Uzun yıllardır çok önemli faaliyetler görmekte olup kalitenin güvence altına alınması konusunda fevkalade önemli faaliyetler yürütmektedir. Türkiye’de kalite güvencesi sadece bizlerin yükseköğretim kalite kurulu ile sınırlı değil. Kurulumuz, Avrupa’daki paydaşları ile süreçleri yakından takip etmektedir. Üniversitelerin kendisi de gerek ulusal gerek uluslararası rekabette kaliteli öğrenci çekebilmek adına tüm bu süreçleri akredite etme hususunda azimli çalışmaktadır. Kalite aslında bu açıdan bakıldığında bugün yükseköğretim kurumlarımızın en temel öncelikleri arasında yer almaktadır. Kalite burada en başta bu kurumlarda eğitim öğretim faaliyetlerine katılmış olan bilgi beceri ve yetkinlik kazanmak isteyen öğrenciler için var. İkinci olarak eğitim öğretim faaliyetlerinin yanısıra bilimsel araştırma faaliyetleri yürüten öğretim elemanlarımızın bu etkinliklerindeki kaliteden söz ediyoruz. Kaliteyi sadece sayılarla verilerle elde edilebilecek bir özellik olduğunu düşünmüyorum. Kalite bizdeki karşılığı ile nitelik dediğimiz şey aslında daha yapıyla çok yakından alakalı.

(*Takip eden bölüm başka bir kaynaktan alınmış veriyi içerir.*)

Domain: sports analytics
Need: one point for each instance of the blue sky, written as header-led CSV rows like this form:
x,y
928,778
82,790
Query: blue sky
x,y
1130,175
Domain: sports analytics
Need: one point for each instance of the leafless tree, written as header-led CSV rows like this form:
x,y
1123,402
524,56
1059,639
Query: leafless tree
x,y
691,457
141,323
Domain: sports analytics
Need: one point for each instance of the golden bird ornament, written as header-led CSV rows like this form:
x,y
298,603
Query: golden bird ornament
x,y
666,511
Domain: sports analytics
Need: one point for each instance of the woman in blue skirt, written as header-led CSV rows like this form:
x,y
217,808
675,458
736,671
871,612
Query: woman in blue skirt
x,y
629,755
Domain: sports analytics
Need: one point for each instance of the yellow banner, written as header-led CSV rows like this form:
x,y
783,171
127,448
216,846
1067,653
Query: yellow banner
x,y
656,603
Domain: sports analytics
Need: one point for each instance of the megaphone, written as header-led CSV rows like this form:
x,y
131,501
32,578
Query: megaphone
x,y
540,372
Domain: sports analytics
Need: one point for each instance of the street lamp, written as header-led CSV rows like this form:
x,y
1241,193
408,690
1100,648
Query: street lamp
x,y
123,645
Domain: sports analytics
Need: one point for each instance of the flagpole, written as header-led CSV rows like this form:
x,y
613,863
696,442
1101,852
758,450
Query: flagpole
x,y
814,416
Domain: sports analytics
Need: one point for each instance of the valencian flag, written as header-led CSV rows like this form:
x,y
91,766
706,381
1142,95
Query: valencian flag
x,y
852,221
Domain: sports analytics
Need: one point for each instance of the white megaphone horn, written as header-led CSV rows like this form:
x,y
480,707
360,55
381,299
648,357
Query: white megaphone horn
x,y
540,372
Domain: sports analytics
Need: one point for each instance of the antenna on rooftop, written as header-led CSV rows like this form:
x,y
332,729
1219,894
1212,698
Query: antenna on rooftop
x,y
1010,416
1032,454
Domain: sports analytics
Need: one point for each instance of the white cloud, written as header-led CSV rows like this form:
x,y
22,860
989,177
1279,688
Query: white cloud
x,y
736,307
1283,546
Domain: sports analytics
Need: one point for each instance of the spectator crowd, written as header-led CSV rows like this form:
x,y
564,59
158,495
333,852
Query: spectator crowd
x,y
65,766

“260 bini bulan uluslararası öğrenciye eğitim veriyoruz”

Türkiye’de her yıl artan sayıda uluslararası öğrenci eğitim alıyor. Tematik veya bölgesel kalkınma misyonlu üniversiteler de hedefliyoruz. Kalkınma hedeflerimizden biri de uluslararası öğrenci sayısını yarım milyona çıkartabilmektir. Bu peyder pey olacaktır. Bugün itibarıyla ülkemizde 260 bini bulan uluslararası öğrencimiz lisans, yüksek lisans ve doktora düzeyinde 260 bin öğrencimiz Türkiye’de eğitim almaktadır. 

“Bölgesel kalkınma misyonu tanıdığımız üniversitelerimiz var”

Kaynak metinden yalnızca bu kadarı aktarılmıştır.